Il ritrovamento della lettera del Custode ci fa pensare. È come se fosse nato un nuovo mondo. La sospensione della guerra ci disorienta. Il nostro assedio è oramai vano. Ci diciamo che dobbiamo rendere tranquille le nostre genti. Anche se la guerra è ferma, è importante che credano che la guerra continui. La guerra è uno stato d'animo perenne. Impossibile abbandonarla da un momento all'altro. Decidiamo di assediare Femminamorta. Il villaggio è deserto. In molti sono evacuati per il terremoto. Alcuni sono nascosti nei fienili e nella vegetazione.

Dal monte Capraro le nostre genti potranno vederci.

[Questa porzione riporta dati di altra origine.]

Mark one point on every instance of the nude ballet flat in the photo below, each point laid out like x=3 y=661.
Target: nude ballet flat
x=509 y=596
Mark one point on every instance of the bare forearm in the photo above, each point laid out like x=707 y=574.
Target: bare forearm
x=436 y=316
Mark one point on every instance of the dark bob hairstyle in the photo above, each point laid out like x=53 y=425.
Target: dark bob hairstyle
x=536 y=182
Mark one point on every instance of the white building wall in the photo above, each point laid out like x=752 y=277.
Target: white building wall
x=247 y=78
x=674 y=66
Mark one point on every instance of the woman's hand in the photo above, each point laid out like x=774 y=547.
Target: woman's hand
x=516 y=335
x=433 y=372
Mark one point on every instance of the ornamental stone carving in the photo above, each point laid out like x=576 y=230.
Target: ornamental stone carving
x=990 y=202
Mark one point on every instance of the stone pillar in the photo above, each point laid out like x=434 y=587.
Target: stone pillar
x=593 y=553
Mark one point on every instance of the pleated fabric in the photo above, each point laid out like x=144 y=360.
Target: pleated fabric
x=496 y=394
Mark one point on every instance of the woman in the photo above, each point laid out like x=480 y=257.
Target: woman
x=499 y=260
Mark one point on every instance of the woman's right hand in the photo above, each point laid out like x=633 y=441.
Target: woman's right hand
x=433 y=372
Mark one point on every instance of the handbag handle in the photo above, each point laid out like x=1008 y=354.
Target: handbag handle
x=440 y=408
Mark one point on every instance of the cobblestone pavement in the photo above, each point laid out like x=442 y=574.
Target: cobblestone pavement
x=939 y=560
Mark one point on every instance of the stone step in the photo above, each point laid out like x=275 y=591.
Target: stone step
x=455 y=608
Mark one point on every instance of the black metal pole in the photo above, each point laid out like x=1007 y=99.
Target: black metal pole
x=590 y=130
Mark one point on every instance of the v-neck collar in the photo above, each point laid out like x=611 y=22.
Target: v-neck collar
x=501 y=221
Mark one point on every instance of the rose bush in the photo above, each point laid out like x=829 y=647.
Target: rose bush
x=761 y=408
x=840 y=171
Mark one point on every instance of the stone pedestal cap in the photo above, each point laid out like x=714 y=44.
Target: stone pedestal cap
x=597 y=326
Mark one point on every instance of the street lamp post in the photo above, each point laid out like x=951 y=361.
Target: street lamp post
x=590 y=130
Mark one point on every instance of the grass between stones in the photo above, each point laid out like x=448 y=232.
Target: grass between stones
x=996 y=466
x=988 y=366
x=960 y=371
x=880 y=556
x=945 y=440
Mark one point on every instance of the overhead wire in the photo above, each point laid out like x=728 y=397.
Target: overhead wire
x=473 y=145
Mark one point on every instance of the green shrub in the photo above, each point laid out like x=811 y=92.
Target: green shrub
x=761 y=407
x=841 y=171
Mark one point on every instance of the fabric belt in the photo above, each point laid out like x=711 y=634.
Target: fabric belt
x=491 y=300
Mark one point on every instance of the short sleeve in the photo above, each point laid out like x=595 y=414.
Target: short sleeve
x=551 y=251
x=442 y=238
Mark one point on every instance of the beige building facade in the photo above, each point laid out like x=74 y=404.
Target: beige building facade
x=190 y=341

Potranno ammirarci, con meraviglia.

Ci presentiamo dal sindaco di Femminamorta. Gli comunichiamo che il nostro re ha deciso che è necessario disinfestare il paese. Con i trattori trasportiamo lontano gli abitanti di Femminamorta rimasti in paese. Li portiamo più a valle, lungo la piana. All'alba arriviamo con cannoni, soldati, archibugi. Facciamo esplodere bombe fumogene. Facciamo indossare a una nostra legione le divise di Masserie di Cristo Inferiore. Corriamo a testa bassa e spariamo. I finti soldati di Masserie di Cristo Inferiore fingono di essere stati colpiti.

  • A. Gentile, I vivi e i morti, Minimum Fax, Roma 2018.